Natural phenomena are an important starting point for climate engineers in their research.
“Earth analogs give us something natural to study before actually implementing changes,” said Jared Farley, PhD candidate in Cornell University’s climate engineering lab. “Brand-new cooling methods might introduce new risks that we haven’t seen before.”
Analyzing these risks is central to climate engineering.
Any nonnatural disruption to the climate, regardless of whether it results in warming or cooling, could affect organisms and ecosystems. Before initiating any significant projects, climate engineers must understand how their work could impact factors like temperature, precipitation and water availability around the world. Otherwise, climate engineering could make environments less habitable when they were supposed to have the opposite effect.

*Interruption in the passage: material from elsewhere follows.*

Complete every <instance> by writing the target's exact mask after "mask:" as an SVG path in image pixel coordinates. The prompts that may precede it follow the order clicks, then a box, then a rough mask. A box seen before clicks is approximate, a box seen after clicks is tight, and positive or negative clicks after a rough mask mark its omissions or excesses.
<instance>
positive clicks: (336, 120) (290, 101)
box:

Risk also informs the timeline for deploying climate engineering projects. If scientists end projects too quickly, pre-project temperatures could return at a rate vastly exceeding current warming trends. This phenomenon of “termination shock” would significantly disrupt ecosystems as species were moved too quickly out of their habitable zones.

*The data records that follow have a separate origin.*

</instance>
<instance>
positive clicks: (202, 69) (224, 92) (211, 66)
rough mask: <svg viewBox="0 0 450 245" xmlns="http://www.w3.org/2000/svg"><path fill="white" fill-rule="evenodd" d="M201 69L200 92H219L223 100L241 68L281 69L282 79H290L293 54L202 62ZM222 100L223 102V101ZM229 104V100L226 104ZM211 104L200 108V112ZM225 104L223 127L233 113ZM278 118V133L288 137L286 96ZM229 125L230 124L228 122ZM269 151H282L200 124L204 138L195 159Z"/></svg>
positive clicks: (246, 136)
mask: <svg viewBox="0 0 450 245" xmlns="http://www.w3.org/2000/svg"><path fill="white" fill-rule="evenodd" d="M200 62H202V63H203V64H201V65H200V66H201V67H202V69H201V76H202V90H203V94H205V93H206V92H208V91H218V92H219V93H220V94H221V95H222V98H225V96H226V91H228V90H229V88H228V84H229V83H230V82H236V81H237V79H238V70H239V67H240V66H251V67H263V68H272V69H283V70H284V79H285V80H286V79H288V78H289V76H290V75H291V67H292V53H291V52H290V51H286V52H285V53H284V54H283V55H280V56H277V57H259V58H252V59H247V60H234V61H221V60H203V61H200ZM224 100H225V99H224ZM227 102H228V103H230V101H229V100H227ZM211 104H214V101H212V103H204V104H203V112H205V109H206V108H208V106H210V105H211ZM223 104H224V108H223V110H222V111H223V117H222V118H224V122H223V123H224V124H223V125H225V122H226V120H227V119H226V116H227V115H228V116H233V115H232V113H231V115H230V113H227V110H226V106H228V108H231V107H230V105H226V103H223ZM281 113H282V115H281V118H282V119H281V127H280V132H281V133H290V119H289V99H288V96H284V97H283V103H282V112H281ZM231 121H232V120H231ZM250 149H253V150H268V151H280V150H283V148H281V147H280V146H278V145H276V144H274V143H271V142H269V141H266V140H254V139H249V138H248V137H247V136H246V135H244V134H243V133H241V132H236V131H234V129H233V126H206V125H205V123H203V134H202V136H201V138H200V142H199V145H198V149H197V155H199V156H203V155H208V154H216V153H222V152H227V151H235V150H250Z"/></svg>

Still, the consequences of potential inaction weigh heavily.
“What’s happening around the world is kind of scary,” said Ben Kravitz, associate professor in IU’s department of Earth and atmospheric sciences. “The important thing here is to evaluate what are the risks of doing climate engineering, and there are some, and what are the risks of not doing it, and there are plenty of those, as well.”
Termination shock and potentially unsustainable disruptions to temperatures, average weather and water access are serious considerations for climate engineers. However, unmitigated warming carries similar risks. Global warming to 2°C above pre-industrial levels could expose nearly 40% of the world’s population to severe heat. Those levels of warming could also cause water scarcity for hundreds of millions of people.
Climate engineering, then, might still be worth exploring.
Kravitz works with computer models to simulate how Earth systems might react to climate engineers’ changes. While these simulations go over hypotheticals, the technology to begin implementing climate engineering could be ready in the near future. However, Goddard said that doesn’t necessarily mean scientists should turn to climate engineering as soon as they can.
“I want to see first that we’re progressing in the right direction on cutting back on emissions,” Goddard said. “The timeline of projects is directly tied to how much carbon dioxide we’re going to burn. if we continue to ‘burn, baby, burn,’ we’re looking at multiple centuries of doing stratospheric aerosol injection.”
Kravitz said prioritizing developing and deploying climate engineering technology above cutting emissions would be a false fix to a real problem — but that climate engineering could contribute to progress.
“Climate engineering is not a permanent solution to climate change. The permanent solution is, we have to stop putting greenhouse gases into the atmosphere,” Kravitz said. “If we are going to pursue climate engineering, of course there would be risks. But climate change is really scary, and maybe this is something that could help.”